There are many factors, such as the stage of the tumor, that affect the final decision of the type of recommended surgery. The size of the tumor prior to surgery has become the reliable predictor of the general survival and surgical outcome during at least one study. The average survival rate of the patients with the tumor less than 100 cubic centimeters who were treated with surgery is 22 months, which is twice as long as of the patients with the tumor size exceeding 100 cc., with 11 months respectively.
Pleural effusions can be controlled effectively through open pleurectomy and decortication, though these methos are invasive and lead to high mortality (approx. 30%) and morbidity during the surgery, so that their usage is reasonable only in complicated cases. Nevertheless, nowadays the majority of thoracic surgical centers can afford VATS (video-assisted thoracic surgery).
This is an effective technique that shows very low morbidity and mortality rate (approximately 1.5%) while performing partial pleurectomy extending up to cytoreductive surgery.

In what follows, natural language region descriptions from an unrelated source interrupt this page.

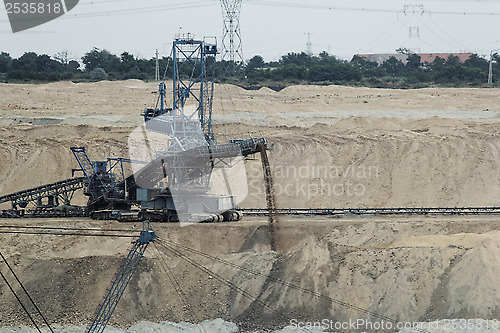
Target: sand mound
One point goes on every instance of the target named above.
(473, 282)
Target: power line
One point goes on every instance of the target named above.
(359, 9)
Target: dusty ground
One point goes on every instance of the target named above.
(392, 152)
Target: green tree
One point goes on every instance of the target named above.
(103, 59)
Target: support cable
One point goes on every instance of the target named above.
(178, 289)
(27, 294)
(284, 283)
(224, 281)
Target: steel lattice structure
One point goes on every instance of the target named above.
(232, 49)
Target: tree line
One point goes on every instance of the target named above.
(293, 68)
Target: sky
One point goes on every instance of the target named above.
(270, 28)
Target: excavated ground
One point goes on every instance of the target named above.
(405, 268)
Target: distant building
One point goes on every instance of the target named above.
(425, 57)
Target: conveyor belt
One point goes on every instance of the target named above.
(378, 211)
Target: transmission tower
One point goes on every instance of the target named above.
(231, 38)
(309, 45)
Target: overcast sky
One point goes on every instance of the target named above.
(270, 28)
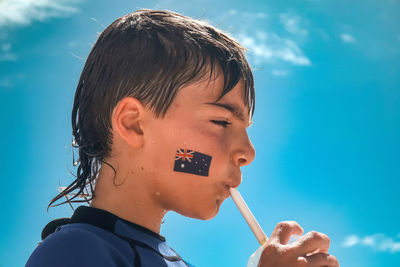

It also considerably decreases the recurrence rate in cases that have earlier been resistant to other treatment procedures. This kind of treatment, being the matter of choice, still requires improvement and is to be used in randomized trial.
It is important for mesothelioma patients to study carefully all the options, as far as there has not been figured out any certain advantages of one procedure over another. Moreover, surgical treatment has not been proved to have definite advantages over non-surgical methods.